Lecture 1 - PyTorch Basics & Linear Regression

When the gradient is negative we increase the values of the weight by adding a portion of the gradient to the weights and when the gradient is positive we decrease the value of the weights by subtracting a portion of the gradient from the weights. Is my statement correct ?

1 Like

Where you able to resolve this issue, as I still have the same.

For anyone struggling with the online notebooks it may be worth a shot running them locally on your machine. I’ve thrown together a quick guide on how I installed on Windows using VSCode, if anyone is interested.
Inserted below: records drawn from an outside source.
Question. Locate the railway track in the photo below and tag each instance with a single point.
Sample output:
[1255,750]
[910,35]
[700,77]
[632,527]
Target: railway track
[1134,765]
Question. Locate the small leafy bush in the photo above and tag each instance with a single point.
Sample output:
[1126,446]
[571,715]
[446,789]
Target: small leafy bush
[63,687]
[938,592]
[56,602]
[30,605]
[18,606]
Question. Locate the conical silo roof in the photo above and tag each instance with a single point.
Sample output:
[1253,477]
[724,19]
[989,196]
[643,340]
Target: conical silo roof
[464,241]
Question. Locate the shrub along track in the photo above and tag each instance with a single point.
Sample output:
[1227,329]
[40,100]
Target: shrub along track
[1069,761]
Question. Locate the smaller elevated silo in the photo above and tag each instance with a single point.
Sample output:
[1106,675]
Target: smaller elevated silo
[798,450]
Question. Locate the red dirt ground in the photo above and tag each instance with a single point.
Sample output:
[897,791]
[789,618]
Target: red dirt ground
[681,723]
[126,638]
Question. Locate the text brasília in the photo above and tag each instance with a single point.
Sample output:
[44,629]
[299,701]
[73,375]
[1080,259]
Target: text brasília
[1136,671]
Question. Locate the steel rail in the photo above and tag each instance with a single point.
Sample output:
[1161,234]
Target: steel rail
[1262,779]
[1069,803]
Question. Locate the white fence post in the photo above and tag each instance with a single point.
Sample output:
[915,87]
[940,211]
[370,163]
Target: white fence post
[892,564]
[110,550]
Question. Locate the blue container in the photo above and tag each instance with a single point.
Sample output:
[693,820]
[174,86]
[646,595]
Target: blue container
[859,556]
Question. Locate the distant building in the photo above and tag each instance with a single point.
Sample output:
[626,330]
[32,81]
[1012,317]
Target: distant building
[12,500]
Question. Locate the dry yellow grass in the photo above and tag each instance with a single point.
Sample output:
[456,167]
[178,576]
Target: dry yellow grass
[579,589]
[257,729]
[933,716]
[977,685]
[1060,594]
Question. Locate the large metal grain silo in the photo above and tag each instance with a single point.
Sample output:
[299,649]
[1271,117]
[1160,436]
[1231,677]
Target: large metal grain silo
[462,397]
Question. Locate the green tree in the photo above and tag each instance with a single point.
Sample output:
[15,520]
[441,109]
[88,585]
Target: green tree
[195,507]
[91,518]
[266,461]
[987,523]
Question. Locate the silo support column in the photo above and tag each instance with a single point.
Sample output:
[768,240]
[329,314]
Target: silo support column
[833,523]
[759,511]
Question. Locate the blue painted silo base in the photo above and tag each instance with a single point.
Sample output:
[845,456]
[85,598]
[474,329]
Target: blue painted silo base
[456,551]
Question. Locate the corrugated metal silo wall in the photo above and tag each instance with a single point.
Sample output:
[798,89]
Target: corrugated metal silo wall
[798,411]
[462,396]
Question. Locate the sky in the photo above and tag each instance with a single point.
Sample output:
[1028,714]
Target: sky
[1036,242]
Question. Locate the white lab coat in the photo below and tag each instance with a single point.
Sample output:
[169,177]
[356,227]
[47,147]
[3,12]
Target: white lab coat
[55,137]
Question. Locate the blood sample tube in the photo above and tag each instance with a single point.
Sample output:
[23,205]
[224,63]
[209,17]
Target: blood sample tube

conda in windows is not very stable with Pytorch and specially when we needed to use GPUs, which is going to be the case for the next lectures. It has numerous compatibility issues with the cuda libraries necessary to make it work.

May I suggest you guys not to run things locally, otherwise you can spend a lot of time trying to configure and make things work instead of focusing on the code and the concepts from the lecture. I just forked the notebooks and I am running the notebooks right here on Jovian, which uses Binder as a kernel where things are already configured.

Just a suggestion from having spend numerous hours trying to run things on Windows.


Hello, I just finished going through the first note book 01-pytorch-basics and I was trying some stuff when I encountered this warning. I am just a beginner in pytorch.

What I did upto this point:

  • The next thing I did was to follow the github link and found this solution.

Use .retain_grad() if you want the gradient for a non-leaf Tensor. Or make sure you have the leaf Tensor if your have a non-leaf Tensor by mistake.

  • Then I searched about leaf and non leaf tensors and I could not find enough information, would be great if someone helps me with this also.

Steps to reproduce:

Warning message:

/srv/conda/envs/notebook/lib/python3.7/site-packages/torch/tensor.py:746: UserWarning: The .grad attribute of a Tensor that is not a leaf Tensor is being accessed. Its .grad attribute won’t be populated during autograd.backward(). If you indeed want the gradient for a non-leaf Tensor, use .retain_grad() on the non-leaf Tensor. If you access the non-leaf Tensor by mistake, make sure you access the leaf Tensor instead. See github.com/pytorch/pytorch/pull/30531 for more informations.
warnings.warn("The .grad attribute of a Tensor that is not a leaf Tensor is being accessed. Its .grad "


About questions at “Further Reading”

I don’t know if answer could be:
“you can’t backward on many non-leaf tensors”, because “grad can be implicitly created only for scalar outputs” (what that means, I neither know)

So a solution could be execute => y.sum().backward()

But, is this what you expect? I’m trying to draw on this end questions.

How do you know if i watched the lecture 100% ?

what to do when binder take a long time to start an environment?

Yes! To minimise the loss as evident from the weight-loss graph.

I got it to work by running this command into the environment:
conda install -c defaults intel-openmp -f

Also make sure Conda is updated to the latest version.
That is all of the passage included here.